Alternate discovery method
Another way to determine what you’re reacting to is to enlist the aid of your pharmacist. Unlike over-the-counter medications, where the FDA requires every ingredient to be on the label, excipients are not listed on prescription medications.
Because of this, you must ask the pharmacist to do an internet search to discover all the ingredients and excipients in the medication you had an adverse reaction to.
Next you will need them to make a list of everything in a medication that you are OK with. From there, you will need to compare the differences between them and try to determine what gave you the adverse reaction.
One thing to keep in mind is that excipients can vary between brand name and generic medications. So, if you are taking a brand name medication and then switch to the generic, you may be able to quickly determine the culprit.
And just because you are okay with one generic brand doesn’t mean you will tolerate the next. Generic manufacturers are allowed to change formulations, whereas the patented name brand medication will remain consistent.
What is the role of excipients?
Excipients are derived from either organic or inorganic chemicals and have different purposes. Primarily, they are used to enhance the manufacturing and proper absorption of a medication. Currently, there are nearly 14,000 different excipients listed on the FDA’s Inactive Ingredient Data Base.
In general, medications that are formed into hard tablets have more excipients than those in capsules.
Because the active ingredient is often measured in micrograms (think grains of salt), the medication will be diluted along with a filler, so it can be more easily packaged and administered.

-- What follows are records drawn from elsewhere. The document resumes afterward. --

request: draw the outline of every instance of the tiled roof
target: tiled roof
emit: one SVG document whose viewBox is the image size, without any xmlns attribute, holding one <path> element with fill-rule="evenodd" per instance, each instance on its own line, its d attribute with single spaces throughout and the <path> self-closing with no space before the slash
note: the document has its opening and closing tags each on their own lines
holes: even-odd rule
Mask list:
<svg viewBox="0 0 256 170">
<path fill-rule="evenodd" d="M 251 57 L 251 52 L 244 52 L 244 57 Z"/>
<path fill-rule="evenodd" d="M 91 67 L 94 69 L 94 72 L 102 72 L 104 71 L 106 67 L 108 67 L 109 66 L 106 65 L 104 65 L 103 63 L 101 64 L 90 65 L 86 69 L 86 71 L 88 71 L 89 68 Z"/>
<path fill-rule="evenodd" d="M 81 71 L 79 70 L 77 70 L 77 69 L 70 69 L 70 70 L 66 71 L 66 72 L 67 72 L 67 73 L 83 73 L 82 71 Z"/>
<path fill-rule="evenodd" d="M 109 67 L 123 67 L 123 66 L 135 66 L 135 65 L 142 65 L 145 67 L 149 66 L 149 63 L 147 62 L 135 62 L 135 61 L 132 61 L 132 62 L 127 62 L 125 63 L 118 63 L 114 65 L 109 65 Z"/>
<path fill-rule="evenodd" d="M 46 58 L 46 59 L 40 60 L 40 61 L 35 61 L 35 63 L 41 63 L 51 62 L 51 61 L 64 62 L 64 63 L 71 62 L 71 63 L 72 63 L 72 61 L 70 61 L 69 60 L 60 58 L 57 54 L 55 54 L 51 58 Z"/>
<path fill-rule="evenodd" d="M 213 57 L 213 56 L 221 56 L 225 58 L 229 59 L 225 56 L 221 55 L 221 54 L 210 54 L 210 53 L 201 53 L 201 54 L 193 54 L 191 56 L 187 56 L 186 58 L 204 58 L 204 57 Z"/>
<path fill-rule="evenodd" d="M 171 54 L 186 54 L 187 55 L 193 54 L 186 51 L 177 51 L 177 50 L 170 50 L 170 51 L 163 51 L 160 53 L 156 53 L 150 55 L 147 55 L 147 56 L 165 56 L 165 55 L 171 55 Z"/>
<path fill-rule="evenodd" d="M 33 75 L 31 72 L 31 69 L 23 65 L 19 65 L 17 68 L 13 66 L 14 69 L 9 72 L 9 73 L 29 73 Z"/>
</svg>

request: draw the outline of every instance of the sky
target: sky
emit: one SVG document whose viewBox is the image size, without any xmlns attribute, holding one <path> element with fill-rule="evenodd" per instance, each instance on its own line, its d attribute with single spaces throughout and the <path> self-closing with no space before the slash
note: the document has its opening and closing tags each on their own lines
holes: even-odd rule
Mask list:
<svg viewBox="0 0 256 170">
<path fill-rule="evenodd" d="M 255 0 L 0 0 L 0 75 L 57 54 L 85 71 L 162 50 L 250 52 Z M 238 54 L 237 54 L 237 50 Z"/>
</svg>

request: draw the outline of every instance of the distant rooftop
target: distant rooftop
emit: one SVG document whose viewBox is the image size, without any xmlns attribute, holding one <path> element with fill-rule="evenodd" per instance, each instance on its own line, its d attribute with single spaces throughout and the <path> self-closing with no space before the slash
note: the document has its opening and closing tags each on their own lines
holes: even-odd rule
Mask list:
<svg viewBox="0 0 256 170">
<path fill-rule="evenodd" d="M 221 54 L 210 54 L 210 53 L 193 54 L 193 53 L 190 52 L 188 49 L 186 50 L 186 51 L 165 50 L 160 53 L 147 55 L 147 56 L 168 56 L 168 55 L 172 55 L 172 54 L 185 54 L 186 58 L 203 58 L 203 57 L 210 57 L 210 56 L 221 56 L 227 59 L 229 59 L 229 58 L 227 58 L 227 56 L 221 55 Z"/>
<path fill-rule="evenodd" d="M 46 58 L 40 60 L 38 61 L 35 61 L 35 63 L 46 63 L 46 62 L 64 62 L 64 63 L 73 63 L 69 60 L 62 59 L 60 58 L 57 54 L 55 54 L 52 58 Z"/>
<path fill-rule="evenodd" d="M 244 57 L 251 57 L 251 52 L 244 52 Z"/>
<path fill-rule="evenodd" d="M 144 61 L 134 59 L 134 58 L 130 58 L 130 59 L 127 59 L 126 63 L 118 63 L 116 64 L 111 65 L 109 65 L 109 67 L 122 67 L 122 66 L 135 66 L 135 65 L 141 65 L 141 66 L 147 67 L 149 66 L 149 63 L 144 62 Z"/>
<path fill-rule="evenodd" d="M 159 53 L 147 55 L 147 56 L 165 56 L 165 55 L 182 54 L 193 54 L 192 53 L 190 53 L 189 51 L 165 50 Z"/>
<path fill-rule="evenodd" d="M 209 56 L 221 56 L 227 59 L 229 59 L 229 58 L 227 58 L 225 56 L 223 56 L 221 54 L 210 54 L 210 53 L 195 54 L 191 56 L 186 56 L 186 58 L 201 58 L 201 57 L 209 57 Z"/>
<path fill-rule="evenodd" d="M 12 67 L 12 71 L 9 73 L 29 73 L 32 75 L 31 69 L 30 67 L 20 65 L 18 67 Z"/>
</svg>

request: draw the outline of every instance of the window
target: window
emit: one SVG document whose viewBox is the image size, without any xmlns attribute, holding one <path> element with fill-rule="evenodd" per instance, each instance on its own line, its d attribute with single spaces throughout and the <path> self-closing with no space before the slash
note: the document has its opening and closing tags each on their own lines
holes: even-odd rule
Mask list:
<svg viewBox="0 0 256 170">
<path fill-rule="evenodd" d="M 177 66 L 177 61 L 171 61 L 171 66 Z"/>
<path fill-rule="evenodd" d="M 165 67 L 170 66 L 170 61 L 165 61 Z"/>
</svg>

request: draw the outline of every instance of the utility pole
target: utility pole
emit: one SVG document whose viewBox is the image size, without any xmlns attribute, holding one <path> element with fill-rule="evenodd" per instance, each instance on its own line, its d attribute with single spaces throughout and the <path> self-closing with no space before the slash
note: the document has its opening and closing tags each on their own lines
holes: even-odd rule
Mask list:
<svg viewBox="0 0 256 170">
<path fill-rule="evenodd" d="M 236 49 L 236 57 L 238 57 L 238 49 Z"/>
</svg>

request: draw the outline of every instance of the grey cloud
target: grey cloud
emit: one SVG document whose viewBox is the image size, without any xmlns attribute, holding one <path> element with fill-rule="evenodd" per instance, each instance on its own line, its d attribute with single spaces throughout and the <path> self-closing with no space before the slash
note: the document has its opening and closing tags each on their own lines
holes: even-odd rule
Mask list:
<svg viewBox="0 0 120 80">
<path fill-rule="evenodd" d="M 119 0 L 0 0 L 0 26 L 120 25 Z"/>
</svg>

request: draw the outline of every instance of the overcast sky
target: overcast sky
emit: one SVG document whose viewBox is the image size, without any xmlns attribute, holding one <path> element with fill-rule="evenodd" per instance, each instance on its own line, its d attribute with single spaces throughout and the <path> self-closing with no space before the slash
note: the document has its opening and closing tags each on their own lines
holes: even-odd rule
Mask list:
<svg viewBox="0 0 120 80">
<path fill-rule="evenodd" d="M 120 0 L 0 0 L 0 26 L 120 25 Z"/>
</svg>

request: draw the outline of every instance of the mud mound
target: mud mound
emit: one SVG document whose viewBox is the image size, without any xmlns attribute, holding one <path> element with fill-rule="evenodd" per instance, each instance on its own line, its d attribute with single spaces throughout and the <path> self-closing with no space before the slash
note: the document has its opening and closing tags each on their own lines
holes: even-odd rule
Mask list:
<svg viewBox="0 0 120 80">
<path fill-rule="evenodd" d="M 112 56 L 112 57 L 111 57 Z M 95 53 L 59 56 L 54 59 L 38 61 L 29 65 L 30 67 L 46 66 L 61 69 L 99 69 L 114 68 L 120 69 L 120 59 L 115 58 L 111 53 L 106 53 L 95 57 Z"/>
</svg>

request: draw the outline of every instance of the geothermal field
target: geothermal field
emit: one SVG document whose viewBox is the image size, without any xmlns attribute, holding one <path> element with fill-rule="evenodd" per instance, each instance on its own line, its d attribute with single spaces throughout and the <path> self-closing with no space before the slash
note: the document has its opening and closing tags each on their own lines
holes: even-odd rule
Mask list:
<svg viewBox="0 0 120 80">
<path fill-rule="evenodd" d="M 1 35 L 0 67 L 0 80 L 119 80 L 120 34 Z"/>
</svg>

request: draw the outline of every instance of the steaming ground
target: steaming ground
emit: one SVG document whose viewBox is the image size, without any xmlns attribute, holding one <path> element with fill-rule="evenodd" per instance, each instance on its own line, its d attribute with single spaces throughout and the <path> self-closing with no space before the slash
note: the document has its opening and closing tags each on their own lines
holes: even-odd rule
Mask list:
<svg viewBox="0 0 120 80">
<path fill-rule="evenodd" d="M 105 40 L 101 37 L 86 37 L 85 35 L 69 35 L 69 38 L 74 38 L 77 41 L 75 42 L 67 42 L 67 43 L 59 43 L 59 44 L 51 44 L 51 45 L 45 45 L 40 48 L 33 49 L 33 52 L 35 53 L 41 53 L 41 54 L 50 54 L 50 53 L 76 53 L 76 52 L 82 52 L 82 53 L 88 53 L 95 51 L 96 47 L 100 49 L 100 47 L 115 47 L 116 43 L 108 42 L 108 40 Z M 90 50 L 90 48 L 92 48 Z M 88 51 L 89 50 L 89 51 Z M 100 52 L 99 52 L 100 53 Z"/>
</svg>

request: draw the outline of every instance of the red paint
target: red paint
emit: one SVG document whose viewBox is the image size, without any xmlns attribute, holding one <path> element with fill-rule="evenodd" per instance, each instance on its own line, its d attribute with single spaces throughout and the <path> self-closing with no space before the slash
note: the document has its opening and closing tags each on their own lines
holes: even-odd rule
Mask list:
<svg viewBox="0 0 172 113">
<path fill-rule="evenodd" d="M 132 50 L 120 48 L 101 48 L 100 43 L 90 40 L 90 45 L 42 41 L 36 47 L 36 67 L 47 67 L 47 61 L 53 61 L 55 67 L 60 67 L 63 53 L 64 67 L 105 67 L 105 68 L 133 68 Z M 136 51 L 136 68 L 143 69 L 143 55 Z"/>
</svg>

In some pills, up to 90% of the volume can be excipients.
The CDC estimates that around 6% of the population suffers an allergic or adverse reaction to food. The most common food allergies are cows’ milk, chicken eggs, shellfish, fish, soy, peanuts, wheat and tree nuts.
So, if you have a known food intolerance or allergy, start looking for those ingredients. For example, if you are allergic to wheat, you’ll want to search for ingredients that may be derived from wheat, such as cellulose, dextrins, maltodextrins, pregelatinized starch, and sodium starch glycolate.

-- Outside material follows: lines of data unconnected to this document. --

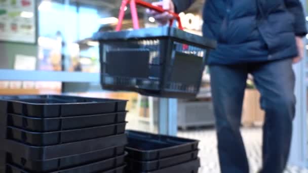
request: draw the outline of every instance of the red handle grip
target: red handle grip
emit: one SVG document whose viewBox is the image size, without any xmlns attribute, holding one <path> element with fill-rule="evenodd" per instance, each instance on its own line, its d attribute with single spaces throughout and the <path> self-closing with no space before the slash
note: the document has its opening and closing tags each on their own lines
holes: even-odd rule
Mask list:
<svg viewBox="0 0 308 173">
<path fill-rule="evenodd" d="M 164 13 L 165 12 L 168 12 L 170 14 L 174 17 L 174 19 L 177 20 L 179 25 L 179 28 L 183 30 L 183 27 L 182 26 L 182 23 L 181 22 L 181 19 L 178 14 L 173 13 L 171 11 L 167 11 L 163 9 L 162 7 L 156 6 L 152 4 L 145 2 L 142 0 L 123 0 L 121 8 L 120 8 L 120 13 L 119 14 L 119 22 L 118 25 L 115 28 L 116 31 L 120 31 L 121 30 L 122 27 L 122 22 L 124 18 L 125 15 L 125 7 L 130 3 L 131 12 L 132 15 L 132 19 L 133 20 L 133 24 L 134 25 L 134 29 L 139 29 L 139 20 L 138 18 L 138 14 L 137 13 L 137 9 L 136 5 L 138 5 L 140 6 L 152 10 L 156 11 L 159 13 Z M 172 26 L 173 24 L 174 19 L 170 20 L 170 25 Z"/>
</svg>

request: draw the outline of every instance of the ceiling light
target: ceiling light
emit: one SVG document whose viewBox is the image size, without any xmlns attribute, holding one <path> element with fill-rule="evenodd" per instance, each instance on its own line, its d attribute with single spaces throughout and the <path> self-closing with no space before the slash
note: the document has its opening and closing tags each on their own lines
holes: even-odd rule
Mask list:
<svg viewBox="0 0 308 173">
<path fill-rule="evenodd" d="M 99 23 L 102 25 L 117 23 L 119 19 L 114 17 L 106 17 L 99 19 Z"/>
<path fill-rule="evenodd" d="M 148 21 L 152 23 L 155 22 L 155 18 L 152 17 L 150 17 L 148 18 Z"/>
<path fill-rule="evenodd" d="M 24 18 L 32 18 L 34 14 L 32 12 L 22 12 L 20 13 L 20 17 Z"/>
<path fill-rule="evenodd" d="M 89 46 L 96 47 L 99 46 L 99 43 L 97 41 L 88 41 L 87 45 Z"/>
<path fill-rule="evenodd" d="M 38 10 L 48 11 L 51 9 L 52 6 L 52 4 L 50 1 L 44 0 L 38 6 Z"/>
</svg>

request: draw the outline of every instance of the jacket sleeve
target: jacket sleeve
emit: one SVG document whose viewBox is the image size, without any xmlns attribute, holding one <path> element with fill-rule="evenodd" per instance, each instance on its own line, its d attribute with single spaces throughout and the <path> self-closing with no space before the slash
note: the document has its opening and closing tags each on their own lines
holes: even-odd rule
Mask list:
<svg viewBox="0 0 308 173">
<path fill-rule="evenodd" d="M 196 0 L 172 0 L 174 4 L 175 12 L 177 13 L 187 10 Z"/>
<path fill-rule="evenodd" d="M 285 0 L 285 4 L 289 11 L 295 18 L 294 31 L 297 36 L 304 36 L 307 34 L 306 22 L 303 9 L 299 0 Z"/>
</svg>

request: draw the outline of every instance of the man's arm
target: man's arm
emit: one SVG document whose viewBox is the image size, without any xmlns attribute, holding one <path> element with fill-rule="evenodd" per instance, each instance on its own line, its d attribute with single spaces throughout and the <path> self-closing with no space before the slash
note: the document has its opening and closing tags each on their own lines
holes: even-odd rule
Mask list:
<svg viewBox="0 0 308 173">
<path fill-rule="evenodd" d="M 303 10 L 299 0 L 285 0 L 289 11 L 294 15 L 294 31 L 296 36 L 303 36 L 307 34 Z"/>
<path fill-rule="evenodd" d="M 187 10 L 196 0 L 172 0 L 175 12 L 177 13 Z"/>
</svg>

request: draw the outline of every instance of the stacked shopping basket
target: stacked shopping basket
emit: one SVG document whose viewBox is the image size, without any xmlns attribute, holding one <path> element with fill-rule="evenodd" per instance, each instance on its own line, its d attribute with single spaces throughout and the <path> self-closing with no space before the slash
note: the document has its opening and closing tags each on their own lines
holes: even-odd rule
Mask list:
<svg viewBox="0 0 308 173">
<path fill-rule="evenodd" d="M 0 97 L 0 172 L 123 173 L 126 101 Z"/>
<path fill-rule="evenodd" d="M 197 173 L 196 140 L 128 131 L 126 173 Z"/>
</svg>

The following excipients have also been reported to cause adverse reactions:
- annatto (yellow food dye, derived from achiote tree)
- aspartame (artificial sweetener)
- benzoates & benzyl alcohol (derived from tar oil)
- carmine (natural red #4, derived from dried insects)
- casein, lactitol & lactose (derived from dairy)
- cellulose (corn, cotton, various trees, wheat)
- oleic acid (fatty acid derived from animal or vegetable fats)
- propylene glycol (product of ethylene oxide gas)
- sulfites (used as a preservative)
- saccharin (artificial sweetener)
- soya lecithin (derived from soy)
- sorbitan trioleate (derived from sorbitol)
- tartrazine (FD&C yellow #5, synthetic)
Bottom line, if you’re having frequent reactions to medications while being treated for Lyme disease, don’t always assume it’s a Herxheimer reaction. You may actually be reacting to one or more of the hidden ingredients in your medications.